Zusammenfassung der Kapitel
1. MOBILFUNKNETZE: Dieses Kapitel gibt einen Überblick über die historische Entwicklung der analogen und digitalen Mobilfunknetze in Deutschland sowie deren Marktdurchdringung.
2. MOBILFUNKSTANDARDS: Hier werden die technologischen Grundlagen von GSM, GPRS und UMTS erläutert und deren jeweilige Bedeutung für die Datenübertragung dargestellt.
3. MOBILE DATENDIENSTE: Dieses Kapitel analysiert verschiedene Datendienste, wobei ein besonderer Schwerpunkt auf dem SMS-Dienst, dessen Funktionsweise und den Erfolgsfaktoren liegt.
4. MOBILFUNKNETZBETREIBER: Hier werden die Marktstruktur, die Tarifmodelle und die wirtschaftliche Umsatzsituation der Netzbetreiber und Service-Provider untersucht.
5. ENDGERÄTEHERSTELLER: Dieses Kapitel beschreibt die Marktsituation der Handyhersteller und deren Abhängigkeit von den Anforderungen der Netzbetreiber.
Schlüsselwörter
Mobilfunk, Datendienste, SMS, GSM, UMTS, GPRS, Netzbetreiber, Tarifmodelle, Marktanteile, Handymarkt, Mobile Internet, WAP, Endgeräte, Umsatzentwicklung, Kommunikation.
Häufig gestellte Fragen
Worum geht es in dieser Arbeit grundsätzlich?
Die Arbeit behandelt die Entwicklung, die technologischen Hintergründe und die wirtschaftliche Bedeutung von mobilen Datendiensten innerhalb des deutschen Mobilfunkmarktes.
Was sind die zentralen Themenfelder?
Die Themenfelder umfassen die Evolution der Mobilfunkgenerationen, die technische Funktionsweise von Nachrichtendiensten wie SMS und MMS sowie die Marktdynamik zwischen Netzbetreibern, Service-Providern und Geräteherstellern.
Was ist das primäre Ziel der Untersuchung?
Das Ziel ist es, das enorme Wachstum mobiler Datendienste zu erklären und zu analysieren, warum sich insbesondere die SMS als erfolgreichster Datendienst etabliert hat.
Welche wissenschaftliche Methode wird verwendet?
Die Arbeit basiert auf einer deskriptiven Analyse von Marktdaten, statistischen Auswertungen zur Marktentwicklung sowie der Erläuterung technischer Standards anhand von Fachliteratur.
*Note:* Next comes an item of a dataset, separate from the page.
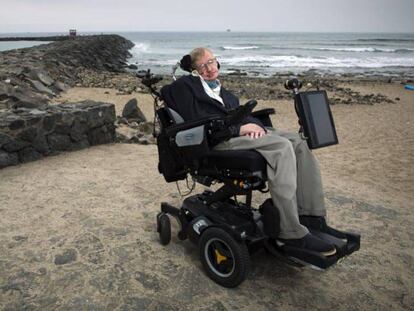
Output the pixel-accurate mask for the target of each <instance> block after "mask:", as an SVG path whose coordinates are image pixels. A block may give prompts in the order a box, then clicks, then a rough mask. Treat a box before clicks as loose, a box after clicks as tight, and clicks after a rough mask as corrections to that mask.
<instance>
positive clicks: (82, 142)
mask: <svg viewBox="0 0 414 311" xmlns="http://www.w3.org/2000/svg"><path fill="white" fill-rule="evenodd" d="M88 147H90V144H89V141H88V137H87V136H85V138H84V139H82V140H80V141H76V142H73V143H72V145H71V147H70V149H69V150H71V151H75V150H81V149H85V148H88Z"/></svg>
Was wird im Hauptteil der Arbeit behandelt?
Der Hauptteil gliedert sich in die Vorstellung der Mobilfunknetze, die technische Erläuterung der Standards, die Analyse spezifischer Datendienste und eine detaillierte Betrachtung der wirtschaftlichen Rahmenbedingungen bei Netzbetreibern.
Welche Schlüsselwörter charakterisieren die Arbeit?
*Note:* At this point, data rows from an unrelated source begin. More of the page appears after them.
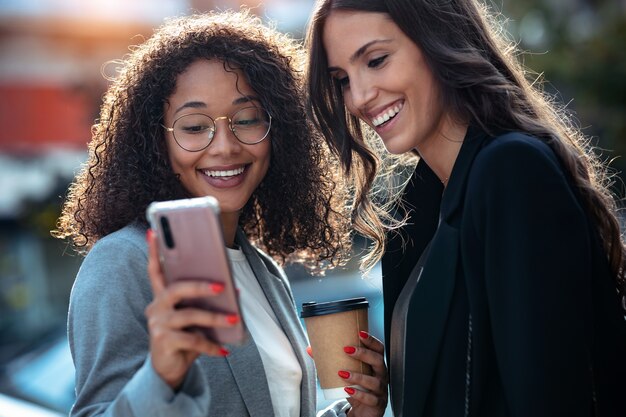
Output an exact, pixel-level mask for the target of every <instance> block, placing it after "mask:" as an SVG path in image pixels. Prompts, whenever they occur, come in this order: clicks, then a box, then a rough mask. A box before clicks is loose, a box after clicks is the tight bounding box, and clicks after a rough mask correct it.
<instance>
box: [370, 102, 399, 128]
mask: <svg viewBox="0 0 626 417" xmlns="http://www.w3.org/2000/svg"><path fill="white" fill-rule="evenodd" d="M403 106H404V102H402V103H398V104H396V105H395V106H393V107H392V108H389V109H387V110H386V111H384V112H383V113H381V114H379V115H378V116H376V117H374V118H373V119H372V124H373V125H374V126H375V127H378V126H380V125H382V124H383V123H385V122H387V121H389V120H390V119H393V118H394V117H395V116H396V114H398V113H399V112H400V110H402V107H403Z"/></svg>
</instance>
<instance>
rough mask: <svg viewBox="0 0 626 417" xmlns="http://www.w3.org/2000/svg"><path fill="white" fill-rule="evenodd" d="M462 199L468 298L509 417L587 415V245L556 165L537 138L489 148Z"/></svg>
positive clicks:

Wichtige Begriffe sind Mobilfunk, Datendienste, SMS, Netzbetreiber, Marktanteile und technologische Standards wie GSM und UMTS.
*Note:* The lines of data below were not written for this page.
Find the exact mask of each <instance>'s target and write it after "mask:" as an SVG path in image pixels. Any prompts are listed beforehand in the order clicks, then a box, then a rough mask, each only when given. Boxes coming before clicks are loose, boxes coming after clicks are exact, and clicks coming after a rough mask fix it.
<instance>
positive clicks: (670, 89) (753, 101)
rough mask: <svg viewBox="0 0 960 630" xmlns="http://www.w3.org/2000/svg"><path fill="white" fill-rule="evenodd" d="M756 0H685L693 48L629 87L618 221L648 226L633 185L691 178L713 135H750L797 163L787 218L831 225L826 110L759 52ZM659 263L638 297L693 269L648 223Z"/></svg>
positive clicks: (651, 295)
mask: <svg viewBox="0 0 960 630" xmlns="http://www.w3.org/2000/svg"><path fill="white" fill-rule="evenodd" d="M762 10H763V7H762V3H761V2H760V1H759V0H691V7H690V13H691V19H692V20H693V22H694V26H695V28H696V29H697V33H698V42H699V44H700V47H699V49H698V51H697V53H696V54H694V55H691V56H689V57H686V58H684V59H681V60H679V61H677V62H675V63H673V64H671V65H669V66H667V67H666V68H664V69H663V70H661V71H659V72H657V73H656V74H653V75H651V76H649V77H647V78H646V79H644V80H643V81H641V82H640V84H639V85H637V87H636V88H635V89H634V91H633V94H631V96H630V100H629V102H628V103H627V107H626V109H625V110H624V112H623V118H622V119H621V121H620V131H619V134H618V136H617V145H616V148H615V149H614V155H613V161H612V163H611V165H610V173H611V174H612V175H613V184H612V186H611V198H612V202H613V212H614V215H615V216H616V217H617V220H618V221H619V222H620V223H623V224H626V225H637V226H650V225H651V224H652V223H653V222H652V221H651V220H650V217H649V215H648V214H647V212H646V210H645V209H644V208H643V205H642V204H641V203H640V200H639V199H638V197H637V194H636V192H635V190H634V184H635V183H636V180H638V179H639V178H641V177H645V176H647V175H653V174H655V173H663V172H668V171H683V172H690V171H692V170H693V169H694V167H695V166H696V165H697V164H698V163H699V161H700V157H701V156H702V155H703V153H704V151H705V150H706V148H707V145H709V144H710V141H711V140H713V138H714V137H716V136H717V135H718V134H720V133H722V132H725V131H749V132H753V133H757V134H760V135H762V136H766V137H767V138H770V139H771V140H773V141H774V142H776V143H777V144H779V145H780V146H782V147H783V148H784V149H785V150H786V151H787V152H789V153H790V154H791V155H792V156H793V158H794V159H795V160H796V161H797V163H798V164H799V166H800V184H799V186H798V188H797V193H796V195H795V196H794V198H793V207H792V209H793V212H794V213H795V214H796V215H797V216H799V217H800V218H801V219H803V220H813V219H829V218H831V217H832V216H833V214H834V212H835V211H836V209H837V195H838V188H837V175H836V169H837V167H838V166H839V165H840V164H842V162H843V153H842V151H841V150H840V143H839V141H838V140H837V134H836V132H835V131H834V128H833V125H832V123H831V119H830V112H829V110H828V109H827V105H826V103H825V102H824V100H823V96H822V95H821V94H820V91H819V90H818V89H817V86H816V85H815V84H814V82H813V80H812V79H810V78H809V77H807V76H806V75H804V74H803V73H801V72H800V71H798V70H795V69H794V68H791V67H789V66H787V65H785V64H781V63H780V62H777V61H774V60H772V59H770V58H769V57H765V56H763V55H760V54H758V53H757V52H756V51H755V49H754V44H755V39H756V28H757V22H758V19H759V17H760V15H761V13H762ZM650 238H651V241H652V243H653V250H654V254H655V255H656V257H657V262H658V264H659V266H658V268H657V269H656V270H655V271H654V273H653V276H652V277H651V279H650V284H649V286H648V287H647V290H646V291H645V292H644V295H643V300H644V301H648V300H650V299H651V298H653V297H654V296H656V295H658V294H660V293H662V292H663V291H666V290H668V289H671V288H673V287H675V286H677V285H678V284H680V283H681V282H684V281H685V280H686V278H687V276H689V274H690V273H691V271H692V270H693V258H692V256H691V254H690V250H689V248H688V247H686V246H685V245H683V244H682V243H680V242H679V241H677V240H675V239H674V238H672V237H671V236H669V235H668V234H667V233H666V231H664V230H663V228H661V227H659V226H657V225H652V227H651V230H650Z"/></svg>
Warum spielt die 160-Zeichen-Begrenzung bei SMS eine so wichtige Rolle?
Die Begrenzung hat laut Arbeit zu einer speziellen „Schreibkultur“ und Wortökonomie geführt, die die SMS-Nutzung durch Einfachheit und Schnelligkeit besonders attraktiv für Nutzer gemacht hat.
Welche Rolle spielen subventionierte Handys für den Markterfolg?
Subventionen durch Netzbetreiber senkten die Einstiegshürden für Kunden erheblich, was zu einer schnellen Verbreitung mobiler Endgeräte und damit zu einer größeren Basis für die Nutzung von Datendiensten führte.